Lauren has made outstanding contributions to local schools as a literacy tutor and student leader with the TEAMS Tutoring Project and course, EDUC 497I, Tutoring in Schools.  As a project assistant with the College of Education's resourcesforhistoryteachers wiki, she has added history and multicultural materials to the site and has helped teachers and students in local schools launch new curriculum projects using digital resources.  


 Lilly Israel

The great breadth of Lilly’s service to our campus reflects her deep commitment to community engagement around food systems regeneration. She has worked with the UMass Student Farming Enterprise, is a member of the UMass Chicken Group, and is also the Vice President of the UMass Pride Alliance. Lilly is the Student Coordinator of Campus Gardens with the UMass Permaculture Initiative. Lilly is also now the lead facilitator of the Student Committee, designs our annual permaculture garden crop plans, and manages UMass Permaculture’s organizing role in the on-campus Student Farmers Market. She is integral to the work of transforming the campus food system.


 Mary Bell

Mary has been a leader on campus in starting and sustaining a Green Office program in the College of Natural Sciences and advising student groups on developing initiatives focused on the environment and sustainability.  In her community, she has connected various food justice organizations in Franklin County to establish a network for gleaning unused food and is developing resources to mobilize non-profits and food businesses to redistribute edible items for consumption, changing one part of the food system.


 Moijue Kaikai

Mo has a passion for finding renewable energy solutions for low income people, here in the inner cities of the U.S., as well as abroad in developing countries. In 2012 he participated in the Global Renewable Energy Education Network in Costa Rica, where he studied the energy system in Costa Rica. As his capstone project, he put together a proposal for a World Energy Project in Cape Verde, installing renewable energy in a school there. In the summer of 2013 he developed a curriculum on renewable energy, trained Upward Bound teachers on it, and helped them teach it to urban high school students.


 Nicholas P. Otis

Nick has served as a student ambassador engaging students in Kinesiology, Nutrition, the Honors College, and our athletes in understanding the importance of service. While enrolled in a community nutrition service-learning course, Nick led his team to assess community needs for the Holyoke Food and Fitness Council. The team built on the community needs assessment and delivered a Train-the-Trainer Nutrition Model to youth peer leaders.  For two summers, Nick has worked with the Stepping Stone Academy, where students noted that he was the best teacher that they ever had--a powerful statement coming from hard-to-reach children from disadvantaged backgrounds. 


 Reginald Kwok

Reggie has served as a Campus/Community Liaison for EDUC 377, Multicultural Education, and the Holyoke Boys & Girls Club in Fall 2013 and Spring 2014. He has undertaken this role with an exceptional level of enthusiasm and skill, foreseeing and addressing the needs of his peers, professors, and the children and staff at the Club.

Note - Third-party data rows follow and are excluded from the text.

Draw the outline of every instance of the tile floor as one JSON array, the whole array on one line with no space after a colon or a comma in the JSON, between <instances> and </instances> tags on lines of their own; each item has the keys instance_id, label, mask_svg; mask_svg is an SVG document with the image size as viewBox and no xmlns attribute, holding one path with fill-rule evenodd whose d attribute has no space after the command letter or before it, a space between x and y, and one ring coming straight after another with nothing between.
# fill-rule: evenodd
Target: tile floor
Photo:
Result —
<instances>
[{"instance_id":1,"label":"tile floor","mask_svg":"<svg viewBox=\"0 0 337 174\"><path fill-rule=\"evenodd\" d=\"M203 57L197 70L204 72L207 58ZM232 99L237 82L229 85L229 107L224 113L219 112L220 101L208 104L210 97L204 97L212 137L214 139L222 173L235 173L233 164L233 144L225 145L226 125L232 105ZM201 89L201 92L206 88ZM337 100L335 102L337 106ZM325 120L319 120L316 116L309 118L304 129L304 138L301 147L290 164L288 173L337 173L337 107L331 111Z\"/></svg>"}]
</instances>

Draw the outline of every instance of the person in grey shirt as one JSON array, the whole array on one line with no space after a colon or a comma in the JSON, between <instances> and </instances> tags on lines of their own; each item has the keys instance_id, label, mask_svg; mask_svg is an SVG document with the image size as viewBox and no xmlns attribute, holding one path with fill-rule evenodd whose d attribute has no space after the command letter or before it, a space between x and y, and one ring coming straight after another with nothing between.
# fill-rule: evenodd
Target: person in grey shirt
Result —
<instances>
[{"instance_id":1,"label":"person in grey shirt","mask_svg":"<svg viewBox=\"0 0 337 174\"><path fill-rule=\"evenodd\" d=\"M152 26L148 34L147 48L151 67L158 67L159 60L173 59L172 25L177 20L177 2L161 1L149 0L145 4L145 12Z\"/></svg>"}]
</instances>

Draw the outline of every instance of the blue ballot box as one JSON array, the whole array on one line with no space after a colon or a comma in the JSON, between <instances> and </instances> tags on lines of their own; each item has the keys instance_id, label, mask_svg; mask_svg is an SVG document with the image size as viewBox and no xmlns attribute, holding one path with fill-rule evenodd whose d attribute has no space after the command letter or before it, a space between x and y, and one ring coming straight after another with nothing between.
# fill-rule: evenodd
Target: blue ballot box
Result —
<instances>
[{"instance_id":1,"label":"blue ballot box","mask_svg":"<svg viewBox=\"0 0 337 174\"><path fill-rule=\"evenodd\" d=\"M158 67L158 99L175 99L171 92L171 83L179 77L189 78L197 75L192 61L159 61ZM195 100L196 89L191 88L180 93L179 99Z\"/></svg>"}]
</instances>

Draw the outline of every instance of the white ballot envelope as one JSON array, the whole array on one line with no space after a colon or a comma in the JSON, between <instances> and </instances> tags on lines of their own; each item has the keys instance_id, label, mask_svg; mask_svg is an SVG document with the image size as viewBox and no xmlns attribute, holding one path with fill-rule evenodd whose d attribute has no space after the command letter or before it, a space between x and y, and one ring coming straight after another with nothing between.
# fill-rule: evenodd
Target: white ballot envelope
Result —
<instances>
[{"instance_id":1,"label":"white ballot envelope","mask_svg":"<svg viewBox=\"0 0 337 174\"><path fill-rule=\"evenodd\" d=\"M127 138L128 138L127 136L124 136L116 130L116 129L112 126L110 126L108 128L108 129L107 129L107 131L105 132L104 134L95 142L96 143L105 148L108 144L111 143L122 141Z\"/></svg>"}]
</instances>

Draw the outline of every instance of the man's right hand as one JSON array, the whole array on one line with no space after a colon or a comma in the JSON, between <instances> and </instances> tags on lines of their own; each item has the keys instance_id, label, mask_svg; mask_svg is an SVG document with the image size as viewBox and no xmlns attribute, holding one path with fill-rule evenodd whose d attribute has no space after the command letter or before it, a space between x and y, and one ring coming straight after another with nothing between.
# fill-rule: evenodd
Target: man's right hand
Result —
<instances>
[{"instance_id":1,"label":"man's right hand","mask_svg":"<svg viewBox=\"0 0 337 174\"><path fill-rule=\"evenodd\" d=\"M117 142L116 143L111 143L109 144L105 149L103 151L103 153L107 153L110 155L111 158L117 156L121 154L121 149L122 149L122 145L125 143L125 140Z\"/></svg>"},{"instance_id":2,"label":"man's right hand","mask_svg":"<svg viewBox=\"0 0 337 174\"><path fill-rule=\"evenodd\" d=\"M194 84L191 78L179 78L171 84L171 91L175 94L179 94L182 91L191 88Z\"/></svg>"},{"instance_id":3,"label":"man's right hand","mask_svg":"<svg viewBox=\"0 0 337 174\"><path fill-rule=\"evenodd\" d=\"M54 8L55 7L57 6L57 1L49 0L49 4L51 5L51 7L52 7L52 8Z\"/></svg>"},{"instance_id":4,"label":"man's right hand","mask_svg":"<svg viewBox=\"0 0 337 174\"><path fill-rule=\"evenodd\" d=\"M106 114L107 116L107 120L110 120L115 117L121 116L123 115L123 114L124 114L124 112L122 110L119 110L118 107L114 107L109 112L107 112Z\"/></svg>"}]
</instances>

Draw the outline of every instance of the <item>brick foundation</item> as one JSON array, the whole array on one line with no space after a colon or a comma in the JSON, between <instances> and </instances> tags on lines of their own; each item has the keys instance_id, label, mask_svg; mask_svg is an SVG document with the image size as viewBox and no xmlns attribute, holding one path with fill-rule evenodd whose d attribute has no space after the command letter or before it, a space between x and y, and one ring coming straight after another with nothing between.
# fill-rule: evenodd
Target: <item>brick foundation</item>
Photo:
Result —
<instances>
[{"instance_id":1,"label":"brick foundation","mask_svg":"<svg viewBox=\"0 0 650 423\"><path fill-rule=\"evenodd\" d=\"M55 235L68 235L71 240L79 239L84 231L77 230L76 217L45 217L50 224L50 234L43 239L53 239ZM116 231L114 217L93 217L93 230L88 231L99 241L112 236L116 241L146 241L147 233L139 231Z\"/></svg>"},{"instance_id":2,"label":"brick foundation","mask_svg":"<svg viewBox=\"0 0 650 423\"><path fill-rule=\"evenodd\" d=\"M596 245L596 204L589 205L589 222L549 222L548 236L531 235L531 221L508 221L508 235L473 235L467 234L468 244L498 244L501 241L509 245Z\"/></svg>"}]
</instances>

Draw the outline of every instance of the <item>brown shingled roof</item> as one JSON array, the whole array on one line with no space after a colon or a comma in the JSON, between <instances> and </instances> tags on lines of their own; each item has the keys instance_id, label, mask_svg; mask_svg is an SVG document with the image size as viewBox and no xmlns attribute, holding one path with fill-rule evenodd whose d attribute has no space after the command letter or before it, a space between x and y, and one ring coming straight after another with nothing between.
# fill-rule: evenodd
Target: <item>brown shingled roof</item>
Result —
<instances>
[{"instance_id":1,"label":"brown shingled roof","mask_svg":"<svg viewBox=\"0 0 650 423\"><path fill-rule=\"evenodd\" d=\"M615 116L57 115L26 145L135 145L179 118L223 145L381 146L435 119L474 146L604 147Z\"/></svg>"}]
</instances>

He has designed tools to facilitate the smooth orientation of EDUC 377 students to their service site; recruited and mentored a student to serve as a liaison with him at the Club in the spring; facilitated communication among the students, faculty, and staff; and generally anticipated and addressed the challenges associated with this work as they arose. 


 Vishal Shetty

In his sophomore year, Vishal became actively involved with several community groups in Springfield. He organized outdoor health meals, coordinated discussions about food and health with DARE, and led fellow students in this academic-community partnership. This initiative came under the Departments of Food Science and Nutrition. Vishal continued working on these projects, while leading other students throughout his junior year. His senior honors thesis formed a new academic/community partnership between UMass and the MA Department of Public Health.